One thing to which loving attention was paid was the production itself. There were so many long, loving, caressing shots of the ship, the space dock, the inside of the cloud around V’ger, and the outside and inside of V’ger. The models possibly had more screen time than the actors, and Star Trek The Motion Picture could have been shortened by 30-40 minutes and not lost anything of significance to the plot or the audience’s understanding. A lot of amazing effects were used, especially with the V’ger scenes and the jumps to warp. There were about twice as many effects shots in this film as in either Star Wars or Close Encounters, and the effects team definitely hit the mark.

I loved the music by Jerry Goldsmith. I enjoyed how he worked in bits of the original series’ music here and there, and the main theme was very adventurous and exciting. For the two or three people not aware, this theme was reused as the main theme for The Next Generation television series about eight years later.

Despite its many flaws, Star Trek The Motion Picture was an adventure which brought new fans to the series and got old fans excited again. This led to the magnificent sequel, The Wrath of Khan, which did far more with a budget less than one-quarter the size. If you haven’t seen this film, or if it has been a while, I recommend watching it again. There’s even a subtle possible reference to the Borg in it. You know you want to find it.

Release Date: December 7, 1979 (USA)
MPAA Rating: PG (though originally G)
Language: English

MySF Rating: Three point zero stars
Family Friendliness: 100%


Alcohol/Drugs: 0
Language: 1 (very minor, very brief)
Nudity: 1 (somewhat obscured)
Sexuality: 0 (except for longing stares between Ilia and Decker)
Violence: 1 (mostly off-screen, death)

2 thoughts on “Star Trek The Motion Picture – film review

  1. I did a review of the book version back in the early ’80s. As the only ST novel with Gene Roddenberry’s name on it, it was actually very good–much more emphasis on the characters. That being said, I remember the controversies when ST:TMP came out; the biggest one being the movie was geared towards the SFX and not the interplay between the players. Apparently the producers thought the fans were in it only for the gee-whiz SFX and didn’t care about storyline or character development. I don’t think the producers then (or even now) understood the fan culture and community.

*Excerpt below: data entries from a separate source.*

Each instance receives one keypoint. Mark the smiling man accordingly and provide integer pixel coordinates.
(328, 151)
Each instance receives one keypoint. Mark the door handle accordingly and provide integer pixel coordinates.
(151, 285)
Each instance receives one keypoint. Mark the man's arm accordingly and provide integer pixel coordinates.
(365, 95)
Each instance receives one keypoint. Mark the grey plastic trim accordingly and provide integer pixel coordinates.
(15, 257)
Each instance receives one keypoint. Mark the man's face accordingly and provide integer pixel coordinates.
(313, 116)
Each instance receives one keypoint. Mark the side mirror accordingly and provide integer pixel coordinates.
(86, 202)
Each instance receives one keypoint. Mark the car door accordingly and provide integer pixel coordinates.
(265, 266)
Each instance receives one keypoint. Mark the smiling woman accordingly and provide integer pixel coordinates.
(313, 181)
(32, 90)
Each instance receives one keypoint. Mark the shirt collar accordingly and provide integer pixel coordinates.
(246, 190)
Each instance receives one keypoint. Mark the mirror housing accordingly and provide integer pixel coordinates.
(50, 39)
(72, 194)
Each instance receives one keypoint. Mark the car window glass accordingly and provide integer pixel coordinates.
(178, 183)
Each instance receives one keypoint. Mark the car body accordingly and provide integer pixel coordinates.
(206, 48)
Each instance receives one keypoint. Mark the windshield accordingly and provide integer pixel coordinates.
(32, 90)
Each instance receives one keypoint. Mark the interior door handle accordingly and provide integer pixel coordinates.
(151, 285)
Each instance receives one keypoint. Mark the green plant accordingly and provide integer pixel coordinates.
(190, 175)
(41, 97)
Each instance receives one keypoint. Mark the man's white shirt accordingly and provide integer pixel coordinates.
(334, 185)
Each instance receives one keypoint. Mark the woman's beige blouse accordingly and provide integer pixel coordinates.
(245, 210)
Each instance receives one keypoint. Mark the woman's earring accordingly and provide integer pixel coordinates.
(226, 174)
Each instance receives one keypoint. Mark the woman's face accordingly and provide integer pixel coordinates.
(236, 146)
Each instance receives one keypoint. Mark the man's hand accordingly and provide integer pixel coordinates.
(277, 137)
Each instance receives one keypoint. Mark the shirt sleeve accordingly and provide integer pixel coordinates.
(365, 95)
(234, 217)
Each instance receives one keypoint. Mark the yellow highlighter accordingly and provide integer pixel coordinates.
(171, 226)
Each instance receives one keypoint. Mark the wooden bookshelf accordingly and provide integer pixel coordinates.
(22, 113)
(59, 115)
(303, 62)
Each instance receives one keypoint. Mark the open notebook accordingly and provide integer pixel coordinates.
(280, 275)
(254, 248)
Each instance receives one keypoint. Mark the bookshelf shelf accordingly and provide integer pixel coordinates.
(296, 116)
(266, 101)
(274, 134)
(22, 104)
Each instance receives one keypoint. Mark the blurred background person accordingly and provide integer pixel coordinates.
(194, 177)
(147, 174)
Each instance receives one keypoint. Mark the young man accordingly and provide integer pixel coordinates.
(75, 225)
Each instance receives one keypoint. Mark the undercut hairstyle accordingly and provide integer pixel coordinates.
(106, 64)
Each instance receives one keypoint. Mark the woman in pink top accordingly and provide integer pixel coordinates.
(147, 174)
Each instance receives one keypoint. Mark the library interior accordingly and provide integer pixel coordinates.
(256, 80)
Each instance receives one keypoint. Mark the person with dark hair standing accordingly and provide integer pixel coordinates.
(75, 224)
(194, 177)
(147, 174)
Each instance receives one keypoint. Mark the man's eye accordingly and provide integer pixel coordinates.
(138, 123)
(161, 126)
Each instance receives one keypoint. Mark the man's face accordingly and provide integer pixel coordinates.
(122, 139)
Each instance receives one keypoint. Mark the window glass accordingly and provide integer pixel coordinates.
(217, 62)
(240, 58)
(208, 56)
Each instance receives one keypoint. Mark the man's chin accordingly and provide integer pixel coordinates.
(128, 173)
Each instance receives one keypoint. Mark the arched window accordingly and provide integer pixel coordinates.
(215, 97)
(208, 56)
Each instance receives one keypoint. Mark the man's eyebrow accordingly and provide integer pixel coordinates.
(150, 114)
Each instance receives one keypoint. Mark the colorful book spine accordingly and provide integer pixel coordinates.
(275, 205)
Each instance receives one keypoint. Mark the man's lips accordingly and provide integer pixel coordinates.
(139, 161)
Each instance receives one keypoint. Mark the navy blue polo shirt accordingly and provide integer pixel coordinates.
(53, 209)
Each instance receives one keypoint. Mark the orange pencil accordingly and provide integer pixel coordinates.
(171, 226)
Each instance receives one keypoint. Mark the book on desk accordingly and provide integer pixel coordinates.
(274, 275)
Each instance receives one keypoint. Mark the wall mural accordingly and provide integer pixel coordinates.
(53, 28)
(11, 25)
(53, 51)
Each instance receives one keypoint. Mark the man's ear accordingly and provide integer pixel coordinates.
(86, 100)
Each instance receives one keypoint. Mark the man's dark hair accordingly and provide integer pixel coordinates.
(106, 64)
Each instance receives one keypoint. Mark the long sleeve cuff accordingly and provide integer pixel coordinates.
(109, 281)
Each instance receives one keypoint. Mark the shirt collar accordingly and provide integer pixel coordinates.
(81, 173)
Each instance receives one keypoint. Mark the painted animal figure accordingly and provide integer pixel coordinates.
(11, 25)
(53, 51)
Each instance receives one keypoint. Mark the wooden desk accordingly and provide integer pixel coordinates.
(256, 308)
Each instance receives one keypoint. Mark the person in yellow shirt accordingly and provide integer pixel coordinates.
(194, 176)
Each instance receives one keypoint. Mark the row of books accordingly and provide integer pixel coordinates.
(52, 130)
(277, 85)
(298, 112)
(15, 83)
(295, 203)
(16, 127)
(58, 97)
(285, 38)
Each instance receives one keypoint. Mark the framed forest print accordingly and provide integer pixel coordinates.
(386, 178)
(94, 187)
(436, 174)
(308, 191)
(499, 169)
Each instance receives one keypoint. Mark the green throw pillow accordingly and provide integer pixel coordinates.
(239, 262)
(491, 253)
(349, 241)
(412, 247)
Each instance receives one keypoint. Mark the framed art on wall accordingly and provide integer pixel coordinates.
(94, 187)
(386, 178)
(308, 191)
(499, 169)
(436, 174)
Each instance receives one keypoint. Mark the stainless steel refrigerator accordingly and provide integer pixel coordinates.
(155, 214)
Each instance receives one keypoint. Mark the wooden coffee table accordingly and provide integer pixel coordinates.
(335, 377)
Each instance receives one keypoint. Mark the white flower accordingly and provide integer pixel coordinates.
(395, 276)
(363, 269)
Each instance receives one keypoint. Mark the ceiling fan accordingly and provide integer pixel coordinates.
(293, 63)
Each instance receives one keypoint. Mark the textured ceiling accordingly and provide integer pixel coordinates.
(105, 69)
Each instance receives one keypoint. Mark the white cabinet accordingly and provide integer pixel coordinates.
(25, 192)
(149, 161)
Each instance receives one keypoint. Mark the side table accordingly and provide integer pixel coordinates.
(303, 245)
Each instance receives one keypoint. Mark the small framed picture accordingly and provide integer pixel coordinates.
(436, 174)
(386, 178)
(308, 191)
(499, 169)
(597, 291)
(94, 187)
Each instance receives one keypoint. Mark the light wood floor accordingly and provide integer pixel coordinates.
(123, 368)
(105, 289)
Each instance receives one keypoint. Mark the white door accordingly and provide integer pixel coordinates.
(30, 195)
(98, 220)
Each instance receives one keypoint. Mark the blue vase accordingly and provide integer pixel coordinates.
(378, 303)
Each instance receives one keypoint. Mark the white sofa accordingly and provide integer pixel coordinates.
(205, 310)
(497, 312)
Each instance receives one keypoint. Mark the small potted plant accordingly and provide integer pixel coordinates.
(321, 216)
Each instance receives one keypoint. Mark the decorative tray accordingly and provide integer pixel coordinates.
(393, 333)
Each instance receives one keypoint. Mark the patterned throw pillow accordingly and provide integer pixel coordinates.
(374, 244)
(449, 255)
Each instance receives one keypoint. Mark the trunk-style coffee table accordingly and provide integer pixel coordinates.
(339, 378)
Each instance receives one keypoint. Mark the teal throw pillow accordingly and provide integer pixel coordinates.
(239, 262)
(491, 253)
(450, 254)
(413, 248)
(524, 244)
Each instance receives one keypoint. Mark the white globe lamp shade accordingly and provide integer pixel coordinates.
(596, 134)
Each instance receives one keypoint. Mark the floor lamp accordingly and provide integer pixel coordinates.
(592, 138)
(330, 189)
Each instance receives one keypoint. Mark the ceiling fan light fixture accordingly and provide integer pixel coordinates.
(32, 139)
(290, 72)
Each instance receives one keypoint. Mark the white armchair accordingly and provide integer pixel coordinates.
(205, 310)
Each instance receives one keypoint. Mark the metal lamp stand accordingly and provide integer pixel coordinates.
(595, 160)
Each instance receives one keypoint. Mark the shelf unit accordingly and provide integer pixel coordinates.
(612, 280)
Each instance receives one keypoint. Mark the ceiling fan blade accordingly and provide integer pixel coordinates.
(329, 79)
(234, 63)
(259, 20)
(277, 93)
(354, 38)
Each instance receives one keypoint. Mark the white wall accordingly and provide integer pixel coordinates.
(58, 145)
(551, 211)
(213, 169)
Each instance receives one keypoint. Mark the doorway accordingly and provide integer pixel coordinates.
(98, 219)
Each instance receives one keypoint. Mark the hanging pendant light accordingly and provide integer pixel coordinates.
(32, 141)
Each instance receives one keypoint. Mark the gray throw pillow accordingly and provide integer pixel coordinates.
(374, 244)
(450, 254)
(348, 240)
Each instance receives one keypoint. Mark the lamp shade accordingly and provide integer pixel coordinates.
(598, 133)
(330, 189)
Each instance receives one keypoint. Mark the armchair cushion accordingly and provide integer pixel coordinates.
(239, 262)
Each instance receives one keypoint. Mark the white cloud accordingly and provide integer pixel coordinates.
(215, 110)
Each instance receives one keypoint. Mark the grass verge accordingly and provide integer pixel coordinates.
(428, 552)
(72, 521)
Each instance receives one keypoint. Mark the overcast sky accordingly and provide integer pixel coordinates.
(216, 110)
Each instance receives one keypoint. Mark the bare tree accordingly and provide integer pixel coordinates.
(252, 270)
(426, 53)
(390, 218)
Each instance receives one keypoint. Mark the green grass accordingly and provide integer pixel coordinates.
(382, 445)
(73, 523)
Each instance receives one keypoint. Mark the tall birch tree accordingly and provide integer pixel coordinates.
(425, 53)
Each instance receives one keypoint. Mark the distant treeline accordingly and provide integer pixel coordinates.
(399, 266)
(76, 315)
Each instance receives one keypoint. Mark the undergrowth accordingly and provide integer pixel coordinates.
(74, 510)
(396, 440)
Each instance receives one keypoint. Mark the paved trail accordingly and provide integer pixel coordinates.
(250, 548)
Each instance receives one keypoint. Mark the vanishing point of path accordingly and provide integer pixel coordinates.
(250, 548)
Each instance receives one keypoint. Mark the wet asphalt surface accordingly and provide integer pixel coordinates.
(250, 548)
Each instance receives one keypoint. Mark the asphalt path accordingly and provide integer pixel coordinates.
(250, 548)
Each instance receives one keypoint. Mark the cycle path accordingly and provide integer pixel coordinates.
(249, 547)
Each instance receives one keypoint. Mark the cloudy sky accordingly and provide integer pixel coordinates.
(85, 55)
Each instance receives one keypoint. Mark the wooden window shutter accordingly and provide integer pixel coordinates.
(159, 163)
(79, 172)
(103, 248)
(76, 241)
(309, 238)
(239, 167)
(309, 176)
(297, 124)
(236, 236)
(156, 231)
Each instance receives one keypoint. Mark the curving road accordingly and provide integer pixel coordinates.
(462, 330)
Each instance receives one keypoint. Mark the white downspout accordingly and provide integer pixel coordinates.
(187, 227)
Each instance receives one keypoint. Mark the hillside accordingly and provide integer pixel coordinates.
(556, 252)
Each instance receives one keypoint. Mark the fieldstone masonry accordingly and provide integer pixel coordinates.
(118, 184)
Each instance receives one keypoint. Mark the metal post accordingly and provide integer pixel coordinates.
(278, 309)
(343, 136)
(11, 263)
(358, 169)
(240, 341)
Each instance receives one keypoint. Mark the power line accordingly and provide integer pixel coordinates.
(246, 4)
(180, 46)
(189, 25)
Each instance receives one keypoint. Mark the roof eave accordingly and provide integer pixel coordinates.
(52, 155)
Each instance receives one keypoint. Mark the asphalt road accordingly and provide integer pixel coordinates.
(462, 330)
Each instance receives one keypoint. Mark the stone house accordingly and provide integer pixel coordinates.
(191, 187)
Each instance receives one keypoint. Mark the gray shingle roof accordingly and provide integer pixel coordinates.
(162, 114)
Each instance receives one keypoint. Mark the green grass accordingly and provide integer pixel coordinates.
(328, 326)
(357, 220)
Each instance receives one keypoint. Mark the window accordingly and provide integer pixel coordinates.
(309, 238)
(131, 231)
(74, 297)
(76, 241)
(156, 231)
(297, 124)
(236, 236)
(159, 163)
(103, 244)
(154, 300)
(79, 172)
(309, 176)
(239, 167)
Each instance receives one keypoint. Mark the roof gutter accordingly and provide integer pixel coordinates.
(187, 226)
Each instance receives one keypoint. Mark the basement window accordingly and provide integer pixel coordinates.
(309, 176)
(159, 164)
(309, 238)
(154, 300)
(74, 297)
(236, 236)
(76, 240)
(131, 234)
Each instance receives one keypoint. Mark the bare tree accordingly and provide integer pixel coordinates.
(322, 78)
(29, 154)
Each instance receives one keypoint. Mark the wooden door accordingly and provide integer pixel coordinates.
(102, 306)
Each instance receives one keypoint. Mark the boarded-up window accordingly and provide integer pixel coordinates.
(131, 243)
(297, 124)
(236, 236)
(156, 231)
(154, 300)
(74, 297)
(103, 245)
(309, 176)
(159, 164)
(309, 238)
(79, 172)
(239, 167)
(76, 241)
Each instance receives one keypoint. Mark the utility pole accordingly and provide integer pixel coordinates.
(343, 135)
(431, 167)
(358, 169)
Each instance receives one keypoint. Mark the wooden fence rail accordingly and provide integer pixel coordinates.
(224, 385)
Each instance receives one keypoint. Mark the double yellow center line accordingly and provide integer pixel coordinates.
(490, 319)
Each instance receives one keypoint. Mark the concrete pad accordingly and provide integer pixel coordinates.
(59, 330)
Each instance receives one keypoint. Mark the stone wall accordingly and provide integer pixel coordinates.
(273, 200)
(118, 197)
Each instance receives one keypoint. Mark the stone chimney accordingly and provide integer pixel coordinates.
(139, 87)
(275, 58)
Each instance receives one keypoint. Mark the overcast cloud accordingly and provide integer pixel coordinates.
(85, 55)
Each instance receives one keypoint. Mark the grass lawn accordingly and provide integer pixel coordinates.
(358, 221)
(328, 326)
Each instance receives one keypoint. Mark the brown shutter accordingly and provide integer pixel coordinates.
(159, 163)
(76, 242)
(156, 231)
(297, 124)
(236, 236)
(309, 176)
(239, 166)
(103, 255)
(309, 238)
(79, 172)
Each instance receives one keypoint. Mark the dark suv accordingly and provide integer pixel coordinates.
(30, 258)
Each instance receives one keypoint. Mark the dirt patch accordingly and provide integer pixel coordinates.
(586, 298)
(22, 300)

    Plus the plot was almost a direct ripoff of the episode where the crew encounter a probe named NOMAD.

    Star Trek was always at it’s best when exploring (and exploding) cultural norms and expectations. ST:TMP was basically another Romeo and Juliet story without much social commentary. However, it did introduce us to the new Klingon forehead and became a jumping off point for more movies, ST:TNG, ST:DS9, ST:V, and the rest of the books and fanfic that have permeated not just American life, but the world.

    1. I agree about the producers not quite understanding the fans or the series. I don’t think it was a Romeo and Juliet story, though. Ilia and ex-Captain Forgettable (really…I can never remember his name) were completely boring, one-dimensional characters. The only one of the original crew films that was worse was the fifth film.

      Thanks for your comments, Joe!